Plot the market returns and the returns of the strategy over time to see the performance of the trading strategy constructed on trend lines. As before, You can use the range selectors and the range slider to check whether the strategy works well in a certain period of time.


In [13]:
return1 = go.Scatter(x=sp500.index,
                    y=sp500['Market returns'].cumsum().apply(np.exp),
                    name='Market')
return2 = go.Scatter(x=sp500.index,
                    y=sp500['Strategy returns'].cumsum().apply(np.exp),
                    name='Strategy')

data=[return1,return2]

layout = dict(
    width=1000,
    height=600,
    title='The market returns vs the strategy returns ',
    xaxis=dict(
        rangeselector=dict(
            buttons=list([
                dict(count=1,
                    label='1y',
                    step='year',
                    stepmode='backward'),
                dict(count=5,
                    label='5y',
                    step='year',
                    stepmode='backward'),
                dict(count=10,
                    label='10y',
                    step='year',
                    stepmode='backward'),
                dict(step='all')
            ])
        ),
        rangeslider=dict(),
        type='date'
    )
)
fig = dict(data=data, layout=layout)
iplot(fig)


This graph shows that the trading strategy pays off well and outperforms the market especially during bearish periods.
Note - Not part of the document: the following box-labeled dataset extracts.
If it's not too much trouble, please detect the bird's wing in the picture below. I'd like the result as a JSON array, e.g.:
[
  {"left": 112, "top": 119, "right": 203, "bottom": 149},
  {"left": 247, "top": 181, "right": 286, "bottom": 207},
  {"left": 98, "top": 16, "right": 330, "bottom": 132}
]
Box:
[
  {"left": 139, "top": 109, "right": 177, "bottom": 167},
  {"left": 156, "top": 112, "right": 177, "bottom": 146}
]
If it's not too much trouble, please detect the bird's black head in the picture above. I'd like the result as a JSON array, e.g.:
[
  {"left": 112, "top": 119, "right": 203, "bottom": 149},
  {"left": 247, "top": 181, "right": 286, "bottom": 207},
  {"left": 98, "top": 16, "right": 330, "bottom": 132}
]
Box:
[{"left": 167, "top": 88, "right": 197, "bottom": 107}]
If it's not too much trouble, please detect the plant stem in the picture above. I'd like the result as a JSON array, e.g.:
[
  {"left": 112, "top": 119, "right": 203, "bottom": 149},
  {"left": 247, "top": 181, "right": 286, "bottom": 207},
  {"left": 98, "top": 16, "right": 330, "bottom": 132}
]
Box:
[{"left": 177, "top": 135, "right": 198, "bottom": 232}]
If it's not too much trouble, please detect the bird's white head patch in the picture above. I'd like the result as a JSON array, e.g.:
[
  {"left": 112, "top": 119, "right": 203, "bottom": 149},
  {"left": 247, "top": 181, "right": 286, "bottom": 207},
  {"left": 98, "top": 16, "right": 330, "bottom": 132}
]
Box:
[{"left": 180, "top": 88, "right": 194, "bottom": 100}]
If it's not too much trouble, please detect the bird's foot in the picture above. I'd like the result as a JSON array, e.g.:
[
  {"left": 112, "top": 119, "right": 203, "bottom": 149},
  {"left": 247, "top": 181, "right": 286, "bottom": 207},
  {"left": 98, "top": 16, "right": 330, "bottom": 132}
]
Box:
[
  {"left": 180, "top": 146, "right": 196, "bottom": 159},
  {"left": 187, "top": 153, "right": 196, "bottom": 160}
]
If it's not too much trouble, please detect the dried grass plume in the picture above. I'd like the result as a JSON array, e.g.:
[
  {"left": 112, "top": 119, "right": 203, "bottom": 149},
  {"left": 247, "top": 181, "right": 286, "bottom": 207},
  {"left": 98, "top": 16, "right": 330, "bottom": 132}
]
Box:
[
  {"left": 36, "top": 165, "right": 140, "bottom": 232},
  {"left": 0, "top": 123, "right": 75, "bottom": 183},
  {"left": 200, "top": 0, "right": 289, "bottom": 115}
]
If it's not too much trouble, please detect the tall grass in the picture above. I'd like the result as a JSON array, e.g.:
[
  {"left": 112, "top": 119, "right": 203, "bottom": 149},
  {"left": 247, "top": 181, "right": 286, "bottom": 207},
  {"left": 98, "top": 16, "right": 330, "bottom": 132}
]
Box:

For example, In year 2008 and 2009, when the index dropped drastically, selling the index generated quite high returns. Although the returns of the strategy sometimes go down during bullish periods, on the whole, the trading strategy performs better than the market.

But in this project, many factors that doubtlessly have an impact on the performance of the strategy are neglected for simplicity such as transaction costs and the proper time to execution. However, the overall conclusion would possibly persist because the strategy doesn't trade very frequently according to the trading signals.